Objectivé par des tests cognitifs et un bilan psychologique, le haut potentiel intellectuel se caractérise par un mode de fonctionnement cérébral singulier, mais pas seulement. des travaux scientifiques ont permis de mettre en évidence ces intelligences particulières grâce à l’imagerie cérébrale.

16 nov. 2019, 08:00
/ Màj. le 22 avr. 2021 à 08:00
Les enfants HP ne sont pas forcément plus intelligents, mais ils ont une forme d’intelligence différente.

On les dit précoces, surdoués, ou à haut potentiel intellectuel.
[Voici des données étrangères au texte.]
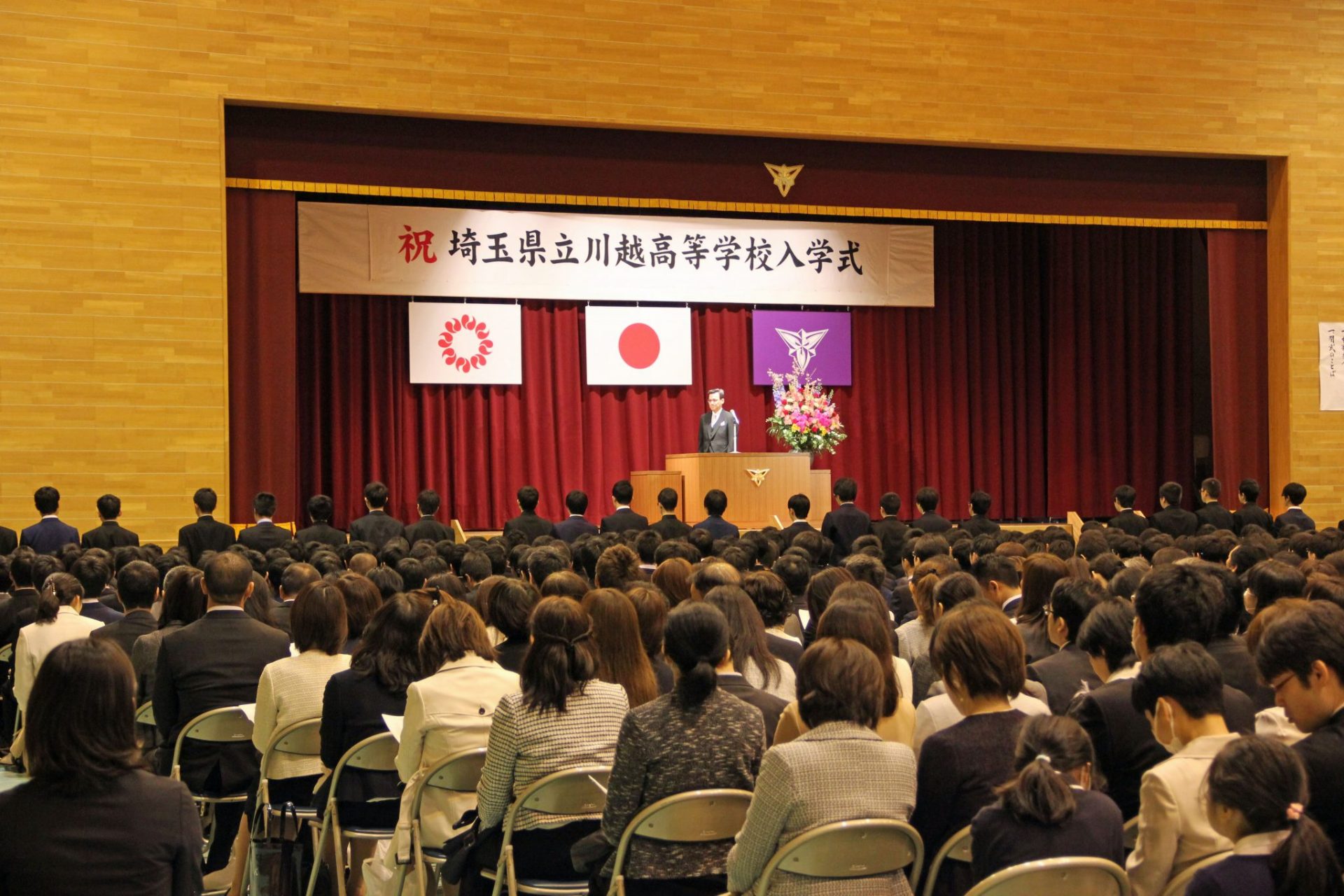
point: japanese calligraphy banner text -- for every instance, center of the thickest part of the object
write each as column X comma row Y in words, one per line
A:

Quel que soit le qualificatif qu’on leur attribue, ces enfants se distinguent par une pensée singulière, rapide, foisonnante.

Souvent, ils mettent au défi leurs parents et le système scolaire. Les neurosciences se sont intéressées de plus près à ce phénomène qui touche environ 2 à 3% des enfants. Il a été démontré, grâce à l’imagerie cérébrale, que ceux dits à «haut potentiel» ont un fonctionnement cognitif différent.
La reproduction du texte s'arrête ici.